Thanks very much for the update, atx, and the report on the still-broken decoding.
From my POV, this renders the instrument nearly worthless. Why do I say that? Because if I buy an MSO, I want to take advantage of both analog and digital channels for my protocol analysis tasks. The Failure results you reported show that the Best Case scenario is the 1 GS/s + 1.4M Sa setting, which buys you a whopping 1.4 ms of capture time. Now what one would normally do in that situation is back off on the sample rate (and increase the sample depth), to increase the time window. However, doing either results in a broken decode, at smaller and smaller intervals (sub-millisecond).

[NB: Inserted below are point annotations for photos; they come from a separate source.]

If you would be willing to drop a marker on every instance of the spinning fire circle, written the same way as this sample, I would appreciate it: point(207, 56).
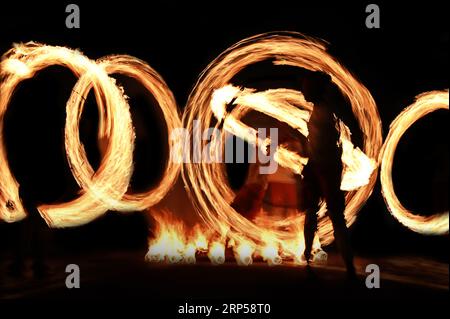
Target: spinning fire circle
point(105, 188)
point(423, 105)
point(207, 182)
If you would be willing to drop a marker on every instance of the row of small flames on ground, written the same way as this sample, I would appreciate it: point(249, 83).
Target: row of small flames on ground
point(174, 243)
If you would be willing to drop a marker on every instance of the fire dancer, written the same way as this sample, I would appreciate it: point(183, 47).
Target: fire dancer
point(322, 175)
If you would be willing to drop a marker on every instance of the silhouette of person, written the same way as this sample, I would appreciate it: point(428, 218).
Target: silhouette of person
point(322, 175)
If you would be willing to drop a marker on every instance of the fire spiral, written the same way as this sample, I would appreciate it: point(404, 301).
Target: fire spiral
point(106, 188)
point(207, 182)
point(424, 104)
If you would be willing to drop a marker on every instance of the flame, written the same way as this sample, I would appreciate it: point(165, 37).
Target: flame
point(173, 242)
point(104, 189)
point(207, 182)
point(424, 104)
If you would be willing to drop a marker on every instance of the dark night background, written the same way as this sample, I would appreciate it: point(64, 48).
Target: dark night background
point(407, 56)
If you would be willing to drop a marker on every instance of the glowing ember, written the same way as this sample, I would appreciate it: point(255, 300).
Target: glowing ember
point(207, 182)
point(423, 105)
point(105, 188)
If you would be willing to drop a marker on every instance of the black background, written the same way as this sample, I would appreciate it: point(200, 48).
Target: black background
point(407, 56)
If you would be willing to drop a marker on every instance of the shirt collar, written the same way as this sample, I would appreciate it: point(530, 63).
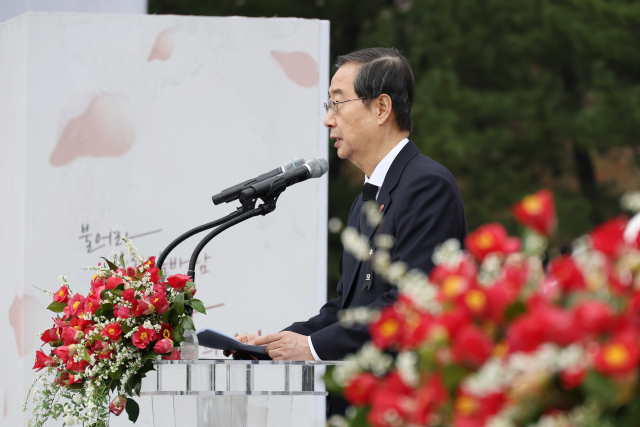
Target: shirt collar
point(380, 172)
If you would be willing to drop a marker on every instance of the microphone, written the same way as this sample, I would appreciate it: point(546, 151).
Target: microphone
point(232, 193)
point(313, 168)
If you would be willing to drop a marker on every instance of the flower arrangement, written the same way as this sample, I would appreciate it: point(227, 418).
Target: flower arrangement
point(495, 336)
point(107, 341)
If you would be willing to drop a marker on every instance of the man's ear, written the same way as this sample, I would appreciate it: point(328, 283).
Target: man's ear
point(384, 108)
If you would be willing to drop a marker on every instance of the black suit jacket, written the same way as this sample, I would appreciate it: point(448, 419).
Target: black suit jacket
point(422, 208)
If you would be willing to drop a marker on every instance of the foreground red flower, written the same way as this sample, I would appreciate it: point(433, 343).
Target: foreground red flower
point(62, 295)
point(537, 211)
point(43, 361)
point(113, 331)
point(165, 345)
point(619, 356)
point(472, 346)
point(117, 405)
point(491, 238)
point(142, 337)
point(608, 238)
point(178, 281)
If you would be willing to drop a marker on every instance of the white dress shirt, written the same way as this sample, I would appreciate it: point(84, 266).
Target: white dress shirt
point(377, 179)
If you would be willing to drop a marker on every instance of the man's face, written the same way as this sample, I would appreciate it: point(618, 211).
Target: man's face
point(354, 122)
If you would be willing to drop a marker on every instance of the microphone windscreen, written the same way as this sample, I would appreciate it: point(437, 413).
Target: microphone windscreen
point(317, 167)
point(292, 164)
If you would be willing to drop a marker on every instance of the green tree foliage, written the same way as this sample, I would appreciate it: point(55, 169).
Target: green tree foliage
point(511, 96)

What good is that? If I'm doing SPI decode, for example, I may want to oversample by around 10x, just to have well-defined edge timing. But I don't want to have to oversample by 125x, just so my decoder will work. That's throwing away >90% of my sample space, for nothing. And on top of that, being able to utilize only 10% of the memory I paid for. (one should be able to do 175 ms, not 1.4 ms.)
The fact that you can pull the data out of the scope, and it is intact and analyzable on your PC, is small consolation (IMO). There are cheaper (and faster) ways of doing that than an MSO2000. Get a Pico box with a USB3 interface, and suck the data out at ~130MB/sec. Instead of taking 25 sec for a 14M sample (560 kB/s), as you indicated on your MS2000, you're looking at a fraction of a second (about 0.2 sec, with overheads).